Fenomena abrasi yang agresif, banjir rob tahunan, penurunan muka tanah (land subsidence), hingga tumpukan sampah bukan lagi sekadar isu ekologi, melainkan ancaman langsung bagi ruang hidup generasi masa depan.
Merespons kondisi kritis ini, Pemerintah Provinsi Jawa Tengah menegaskan bahwa penyelamatan lingkungan tidak lagi bisa ditunda.

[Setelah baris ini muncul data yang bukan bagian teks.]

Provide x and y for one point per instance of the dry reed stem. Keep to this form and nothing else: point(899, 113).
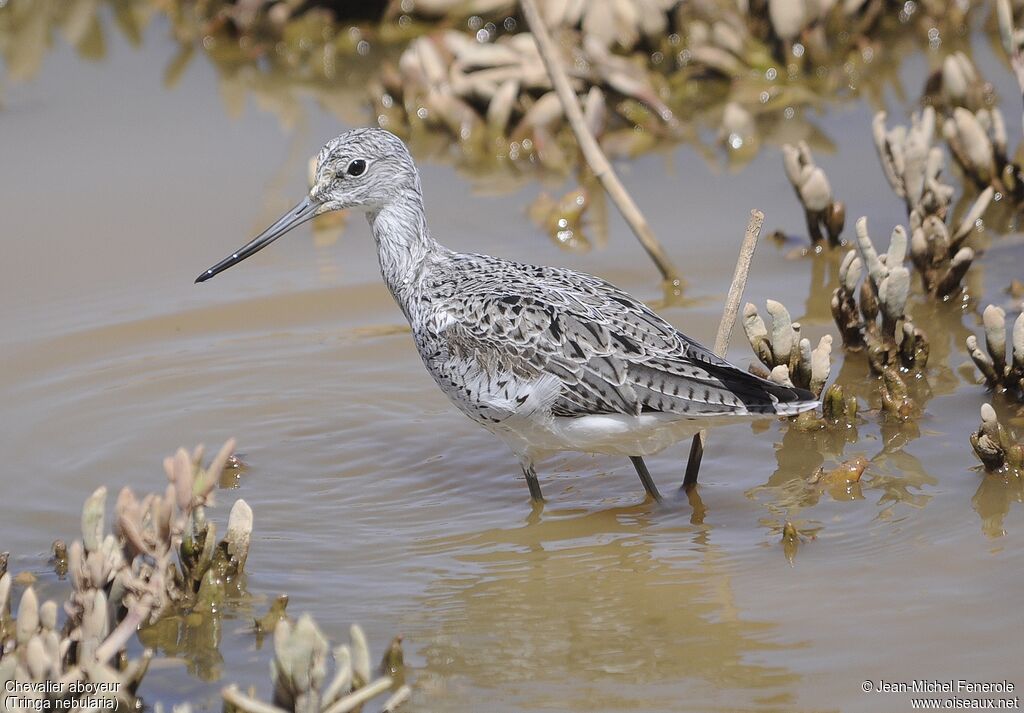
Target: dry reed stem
point(732, 299)
point(592, 153)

Pada peringatan Hari Lingkungan Hidup Sedunia 2026 yang mengusung tema “Saatnya Bekerja untuk Iklim”, seluruh elemen masyarakat diajak untuk bergerak bersama melakukan aksi nyata.
Memagari Laut Lewat Gerakan ‘Mageri Segoro’
Salah satu langkah konkret yang diambil adalah peluncuran Gerakan Mageri Segoro, sebuah proyek masif untuk membentengi kawasan pesisir dari terjangan ombak dan erosi.
“Mageri Segoro itu artinya laut kita yang harus kita pagari,” jelas Gubernur Jawa Tengah, Ahmad Luthfi, saat memimpin aksi penanaman di Pantai Tirang, Kota Semarang, Sabtu 6 Juni 2026.
Tidak main-main, gerakan ini langsung merealisasikan penanaman puluhan ribu pohon pelindung secara serentak di 16 wilayah pesisir kabupaten/kota di Jateng.
Total ada 92.290 bibit tanaman pesisir, termasuk 2.750 batang mangrove dan 200 cemara laut, yang ditanam untuk memperkuat garis pantai.
Namun, pemerintah menggarisbawahi bahwa menanam saja tidak cukup. Kunci keberhasilan program ini terletak pada komitmen perawatan jangka panjang. Terlebih, penanaman ini bertepatan dengan datangnya musim kemarau.
Evaluasi berkala minimal tiga hari sekali akan dilakukan oleh DLHK, komunitas, dan pelaku industri untuk memastikan bibit tersebut tidak mati kekeringan.
Rem Darurat Penurunan Tanah: Perda Air Tanah Dievaluasi Tiap 3 Bulan
Selain hantaman rob dari laut, ancaman dari dalam tanah juga tidak kalah mengerikan. Penurunan muka tanah akibat eksploitasi air bawah tanah secara masif membuat kawasan pesisir semakin cepat tenggelam.
Demi menahan laju penurunan tanah ini, Pemprov Jateng mengambil kebijakan tegas:
- Evaluasi Kilat Regulasi: Peraturan Daerah (Perda) terkait pengelolaan air tanah kini dievaluasi secara ketat setiap tiga bulan sekali, bukan lagi setahun sekali.
- Solusi Air Bersih Pesisir: Untuk mengurangi ketergantungan warga terhadap sumur dalam, layanan Sistem Penyediaan Air Minum (SPAM) melalui BUMD terus dioptimalkan.
- Inovasi Desalinasi: Wilayah rawan seperti Pekalongan, Demak, dan Pati yang dihuni komunitas nelayan akan disokong teknologi desalinasi untuk mengubah air payau menjadi air tawar siap konsumsi.